Por vezes o governo recorria a uma abordagem mais direta. Cheguei a encontrar-me com ativistas liberais egípcios que foram presos por causa das suas crenças políticas, com jornalistas que foram presos por aquilo que escreviam e com outras pessoas que tinham sido alvo de violência pelas forças de segurança do país. O que mais genuinamente queriam era melhorar o seu governo e ajudar a construir pontes de ligação entre este e o povo.

Podiam ter sido parceiros, mas, em vez disso, muitas vezes deparavam-se com assédio ou mesmo situações piores. Nunca me vou esquecer do encontro que tive com o corajoso blogger que tinha sido ameaçado e detido pelas forças de segurança. Disse-me que o seu coração estava partido porque o país que ele tanto amava e que queria ajudar era o mesmo que o perseguia.

Nem poderia esquecer-me do político que ansiava ser nomeado candidato representante dos valores democráticos liberais, mas que pertencia a um dos muitos partidos políticos aos quais o governo de Mubarak negava o direito de existir.

Estas são as pessoas e grupos que ajudariam a preparar o Egito para um processo eleitoral rigoroso. Se aos candidatos da oposição tivesse sido dada a oportunidade de exercer, estes poderiam ter realizado campanhas mais fortes. Se à sua sociedade civil tivesse sido dada a oportunidade de florescer, esta poderia ter criado o caminho para uma política baseada nos problemas do país. Mas nunca tiveram a oportunidade de exercer.

As restrições políticas de Mubarak criaram terreno para a revolução egípcia de 2011. As eleições de novembro de 2010, que precederam a revolução, foram consideradas das mais fraudulentas da história do Egito. Os egípcios convenceram-se de que o governo de Mubarak estava disposto a tomar todas as medidas para preservar o seu poder.

O espancamento até a morte do egípcio Khaled Said de 28 anos de idade em 2010, cuja imagem foi amplamente divulgada, foi o mote para a mudança. E como um amigo egípcio me explicou: “não conseguíamos tirar a fotografia da cabeça". Com poucas perspetivas de reforma, a legitimidade do governo desintegrou-se.

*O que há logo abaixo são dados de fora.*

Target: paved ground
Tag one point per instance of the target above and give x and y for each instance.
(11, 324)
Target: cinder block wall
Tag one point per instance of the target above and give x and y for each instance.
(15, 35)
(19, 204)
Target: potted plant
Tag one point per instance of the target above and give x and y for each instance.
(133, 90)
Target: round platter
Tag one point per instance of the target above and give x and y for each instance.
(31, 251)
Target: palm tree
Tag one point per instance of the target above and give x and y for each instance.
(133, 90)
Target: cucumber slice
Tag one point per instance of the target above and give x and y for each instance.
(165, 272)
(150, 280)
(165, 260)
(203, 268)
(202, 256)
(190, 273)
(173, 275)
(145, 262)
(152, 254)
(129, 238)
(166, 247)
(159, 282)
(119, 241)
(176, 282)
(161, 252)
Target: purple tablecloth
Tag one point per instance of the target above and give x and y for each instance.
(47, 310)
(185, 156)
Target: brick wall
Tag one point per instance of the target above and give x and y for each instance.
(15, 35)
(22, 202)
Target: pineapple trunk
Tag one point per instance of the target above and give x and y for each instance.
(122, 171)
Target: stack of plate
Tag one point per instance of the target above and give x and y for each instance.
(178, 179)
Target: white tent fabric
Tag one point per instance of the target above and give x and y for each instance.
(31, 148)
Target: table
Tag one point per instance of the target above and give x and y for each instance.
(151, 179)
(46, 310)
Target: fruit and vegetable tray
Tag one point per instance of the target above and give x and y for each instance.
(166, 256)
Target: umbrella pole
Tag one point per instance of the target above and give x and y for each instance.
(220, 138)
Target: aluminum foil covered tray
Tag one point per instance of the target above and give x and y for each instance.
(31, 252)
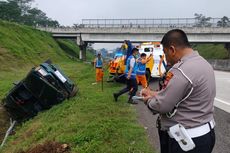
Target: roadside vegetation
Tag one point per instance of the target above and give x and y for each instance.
(89, 122)
(212, 51)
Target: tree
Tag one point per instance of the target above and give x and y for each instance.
(202, 21)
(224, 22)
(10, 11)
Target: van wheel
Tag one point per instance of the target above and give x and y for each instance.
(148, 76)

Por outras palavras: Mubarak criou o caos que se seguiu à sua destituição.

Com a crescente preocupação com o terrorismo esta é uma lição muito importante. Ao nos aliarmos a homens com poder e influência na região podemos manter as coisas mais estáveis a curto prazo, mas a longo prazo tal irá acarretar custos. O terrorismo prospera nos lugares onde o povo já não considera ter o governo a seu lado. E os direitos humanos desempenham um papel importante nessa equação.

Os ativistas e políticos egípcios que conheci acreditavam firmemente num Egito democrático, mas foram impedidos pelo governo de Mubarak de construir as estruturas políticas e sociais de que precisavam para ter sucesso. Com uma formação política restrita, sem liberdade de expressão e sem capacidade para formar alianças em torno de objetivos comuns, a democracia não se desenvolve na sua plenitude e a verdadeira estabilidade nunca será alcançada.

A repressão de Mubarak revoltou a sua população. Com o intuito de fazer parecer que não havia alternativas, o seu governo trabalhou para reprimir a sociedade civil e impedir o desenvolvimento de pequenos movimentos democráticos liberais. Criou-se a falsa ilusão de que os Estados Unidos tiveram de escolher entre o governo de Mubarak e os radicais islâmicos.

Não é segredo que o Médio Oriente está em chamas e que o terrorismo constitui uma ameaça real no Egito e em toda a região. Mas o inimigo surge quando deixamos de olhar para os governos como responsáveis pelos mais elevados valores das populações. É imperativo apoiar os pequenos movimentos democráticos, incentivando os estados nos quais os cidadãos acreditam ter um futuro e um papel importante.